You won’t find many suburbs in the United States more affluent than the burbs that ring Washington, D.C. In fact, six of the ten wealthiest counties in the entire United States sit just outside our nation’s capital.
But those counties, these days, aren’t seeming so wealthy. All this month local elected officials from these affluent jurisdictions have been announcing deep and unprecedented budget cuts — and hinting at more.
What’s causing this unprecedented pain? County executive Leggett, a former chair of the Maryland Democratic Party, is blaming everything from the “severity of the economic recession” to the heavy cost of “this winter’s historic blizzards” to “out of control” county spending before his election four years ago.
Left conveniently unmentioned: the core fiscal reality of our time. Average Americans are suffering unprecedented pain because politicos like Ike Leggett have been doing their best to keep wealthy Americans pain-free.
If today’s rich — in Montgomery County and out across the United States — were paying as much of their incomes in taxes as America’s rich paid back in the middle of the 20th century, we would be witnessing no public sector meltdown.
Let's look at the numbers...
In 2008, the 6,538 Montgomery County taxpayers who made over $500,000 averaged $1,355,147 in income. Back in 1955, in the middle of those Eisenhower years, high-rollers who made, after adjusting for inflation, this same sum paid — after exploiting every loophole they could find — just over 44 percent of their incomes in federal income tax, according to IRS records.
We don’t have figures yet on how much Montgomery County affluents paid in 2008 federal taxes. But we do know that in 2007, the year before, Americans who made about $1,355,147 paid just over 24 percent of their incomes in federal tax.
In other words, those deep pockets back in 1955 paid almost twice as much of their incomes in federal tax as their high-income counterparts today.
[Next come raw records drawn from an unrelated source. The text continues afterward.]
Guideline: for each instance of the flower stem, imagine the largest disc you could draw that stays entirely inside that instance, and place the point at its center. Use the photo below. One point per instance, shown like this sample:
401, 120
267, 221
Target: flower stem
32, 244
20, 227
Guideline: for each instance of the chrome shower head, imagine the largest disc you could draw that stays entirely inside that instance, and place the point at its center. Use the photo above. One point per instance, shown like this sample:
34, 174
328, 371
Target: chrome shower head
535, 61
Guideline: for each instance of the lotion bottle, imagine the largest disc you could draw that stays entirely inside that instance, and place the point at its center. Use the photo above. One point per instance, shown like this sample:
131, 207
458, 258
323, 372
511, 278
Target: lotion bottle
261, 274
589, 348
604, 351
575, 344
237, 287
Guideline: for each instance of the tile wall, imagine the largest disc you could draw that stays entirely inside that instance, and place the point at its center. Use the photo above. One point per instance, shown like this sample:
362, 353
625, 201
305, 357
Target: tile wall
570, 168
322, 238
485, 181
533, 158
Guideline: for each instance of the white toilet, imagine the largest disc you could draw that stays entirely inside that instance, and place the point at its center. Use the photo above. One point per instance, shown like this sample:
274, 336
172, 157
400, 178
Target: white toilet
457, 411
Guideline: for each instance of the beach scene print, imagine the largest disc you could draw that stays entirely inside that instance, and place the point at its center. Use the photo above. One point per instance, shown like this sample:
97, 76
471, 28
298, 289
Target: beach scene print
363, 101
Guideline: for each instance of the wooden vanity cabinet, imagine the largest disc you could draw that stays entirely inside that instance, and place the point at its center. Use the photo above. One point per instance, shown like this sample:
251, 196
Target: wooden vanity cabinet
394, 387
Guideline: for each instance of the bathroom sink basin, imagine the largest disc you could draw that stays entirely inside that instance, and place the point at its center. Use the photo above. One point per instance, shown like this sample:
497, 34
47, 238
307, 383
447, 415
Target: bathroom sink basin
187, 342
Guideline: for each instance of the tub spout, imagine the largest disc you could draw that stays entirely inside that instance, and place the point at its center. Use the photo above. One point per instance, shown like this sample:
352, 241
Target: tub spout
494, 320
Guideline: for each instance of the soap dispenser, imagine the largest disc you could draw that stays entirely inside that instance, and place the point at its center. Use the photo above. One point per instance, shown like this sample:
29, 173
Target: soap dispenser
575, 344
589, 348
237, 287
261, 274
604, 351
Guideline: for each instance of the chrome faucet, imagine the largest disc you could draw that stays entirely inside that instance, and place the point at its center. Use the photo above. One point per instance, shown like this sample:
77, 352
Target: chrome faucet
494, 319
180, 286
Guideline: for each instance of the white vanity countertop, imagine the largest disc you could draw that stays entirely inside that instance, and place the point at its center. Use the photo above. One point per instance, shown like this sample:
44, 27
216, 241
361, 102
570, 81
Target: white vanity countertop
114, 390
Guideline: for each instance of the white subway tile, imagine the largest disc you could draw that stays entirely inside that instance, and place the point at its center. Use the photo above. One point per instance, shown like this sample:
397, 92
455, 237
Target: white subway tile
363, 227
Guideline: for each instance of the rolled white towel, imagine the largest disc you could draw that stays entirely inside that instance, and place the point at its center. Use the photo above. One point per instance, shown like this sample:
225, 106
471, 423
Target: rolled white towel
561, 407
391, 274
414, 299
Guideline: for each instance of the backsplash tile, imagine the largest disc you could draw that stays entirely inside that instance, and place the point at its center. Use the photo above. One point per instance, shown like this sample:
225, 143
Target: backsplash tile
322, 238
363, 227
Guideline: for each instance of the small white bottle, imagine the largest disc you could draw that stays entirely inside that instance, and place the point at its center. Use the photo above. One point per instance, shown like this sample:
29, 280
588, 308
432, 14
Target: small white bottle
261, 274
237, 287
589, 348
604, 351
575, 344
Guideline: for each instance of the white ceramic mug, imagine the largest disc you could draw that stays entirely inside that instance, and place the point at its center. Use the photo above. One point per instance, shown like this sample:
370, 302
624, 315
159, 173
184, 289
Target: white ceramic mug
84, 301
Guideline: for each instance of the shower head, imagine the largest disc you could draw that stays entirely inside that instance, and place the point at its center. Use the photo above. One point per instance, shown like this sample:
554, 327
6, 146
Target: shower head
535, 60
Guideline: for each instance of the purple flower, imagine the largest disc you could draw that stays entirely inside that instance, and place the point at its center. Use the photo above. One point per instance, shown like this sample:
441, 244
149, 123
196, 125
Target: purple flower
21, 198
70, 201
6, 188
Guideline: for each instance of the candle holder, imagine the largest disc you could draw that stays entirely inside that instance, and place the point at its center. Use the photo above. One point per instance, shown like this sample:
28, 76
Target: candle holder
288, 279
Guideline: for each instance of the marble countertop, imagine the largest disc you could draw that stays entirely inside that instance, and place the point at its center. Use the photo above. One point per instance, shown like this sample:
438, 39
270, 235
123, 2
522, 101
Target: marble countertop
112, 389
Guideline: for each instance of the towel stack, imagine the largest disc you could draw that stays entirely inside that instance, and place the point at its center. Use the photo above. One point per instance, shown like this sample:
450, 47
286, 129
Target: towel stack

In short, thanks to tax breaks for the rich, staggering sums of extra dollars are now sloshing around inside the pockets of Montgomery County’s wealthiest residents. Local government politicos like Ike Leggett, if they so chose, could try to recapture those lost dollars at the local level. Leggett chooses not to...
“Leadership,” Ike Leggett pronounced last week, “means making the hard choices now that address our current problems, without resorting to quick fixes.”
For pols like Ike Leggett, axing jobs and cutting home care hours for low-income seniors apparently don’t qualify as “quick fixes.” Tax hikes on the rich? They do.